People seem obliged to offer substantial, reasoned arguments why they don’t want one — and that seems proof that Apple’s cultural position is enormous. I mean, imagine it’s 1956, and Kelvinator just brought out the new Fido-Matic Fridge that automatically extrudes moist dog food into a bowl at preset intervals. The press wouldn’t say boo. The Today show wouldn’t do a live report from people queued up at the Kelvinator store. There wouldn’t be bitter battles in the letters-to-the-editor section about Kelvinator fanboys falling for the latest gimmick, and besides Frigidaire did that last year.

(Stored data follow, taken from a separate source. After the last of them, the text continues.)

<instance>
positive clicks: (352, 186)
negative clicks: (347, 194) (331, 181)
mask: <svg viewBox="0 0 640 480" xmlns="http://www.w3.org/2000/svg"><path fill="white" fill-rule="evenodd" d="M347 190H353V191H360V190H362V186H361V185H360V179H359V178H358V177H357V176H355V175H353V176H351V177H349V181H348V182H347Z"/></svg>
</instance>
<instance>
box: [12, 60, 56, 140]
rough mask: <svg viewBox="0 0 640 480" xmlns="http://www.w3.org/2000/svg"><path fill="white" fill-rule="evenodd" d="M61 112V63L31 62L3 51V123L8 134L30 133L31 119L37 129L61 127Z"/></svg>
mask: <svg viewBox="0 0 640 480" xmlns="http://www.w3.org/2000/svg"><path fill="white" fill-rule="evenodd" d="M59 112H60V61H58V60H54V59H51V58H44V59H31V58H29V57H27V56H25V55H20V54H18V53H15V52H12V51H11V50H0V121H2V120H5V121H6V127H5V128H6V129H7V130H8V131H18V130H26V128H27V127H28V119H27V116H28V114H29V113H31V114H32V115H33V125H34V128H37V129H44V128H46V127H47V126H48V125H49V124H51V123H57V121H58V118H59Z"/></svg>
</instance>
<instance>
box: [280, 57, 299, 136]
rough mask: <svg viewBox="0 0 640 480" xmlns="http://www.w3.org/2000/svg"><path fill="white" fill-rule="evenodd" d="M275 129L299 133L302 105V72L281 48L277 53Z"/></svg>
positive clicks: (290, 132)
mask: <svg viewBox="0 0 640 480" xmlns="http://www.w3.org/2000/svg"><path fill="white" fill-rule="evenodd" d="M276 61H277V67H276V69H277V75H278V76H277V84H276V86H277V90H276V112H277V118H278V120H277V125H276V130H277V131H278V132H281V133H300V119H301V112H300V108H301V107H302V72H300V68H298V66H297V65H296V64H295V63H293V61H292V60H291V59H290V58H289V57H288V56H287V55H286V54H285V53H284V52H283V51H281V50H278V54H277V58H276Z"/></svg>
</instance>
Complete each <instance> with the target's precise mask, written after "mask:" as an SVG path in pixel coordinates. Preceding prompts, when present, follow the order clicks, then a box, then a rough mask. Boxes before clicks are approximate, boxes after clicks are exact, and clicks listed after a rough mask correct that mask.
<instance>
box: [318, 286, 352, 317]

But Apple invents something, and the world is riven into two camps. Those who desire, and those who decline. The former group is regarded with less interest than the latter, since those who want the Watch are assumed to be devotees of Apple who would pay $199 for a white plastic brick used to prop open doors.

The people who don’t want them — ah, they’re the ones who make for good copy. They’re the rebels now. If I were a New York Times editor, the day the Watch was released I’d run a lifestyle-section story about men in Brooklyn with carefully curated beards who repair 1950s watches, and how this attention to the craft — nay, the art — of timepieces stands as a Contrast, and perhaps a Rebuke, to the overcomplicated Watch the sheep are lining up to get.

“It’s just an honest thing,” the watch-repair guy (Josh, I’m guessing) would say. “You hold it to your ear, you hear it tick. It manifests time in a real way. The delicacy of the movement — it’s almost intimate, to have a machine on your wrist with such precise detail, devoted to just one thing. The time.”

Yeah yeah. Go have a sarsaparilla, hipster. Look: You don’t want an Apple Watch, you don’t. But reject it for the right reasons — and that’s not because it’s another screen that takes you away from dealing with humanity, because that’s not what it is.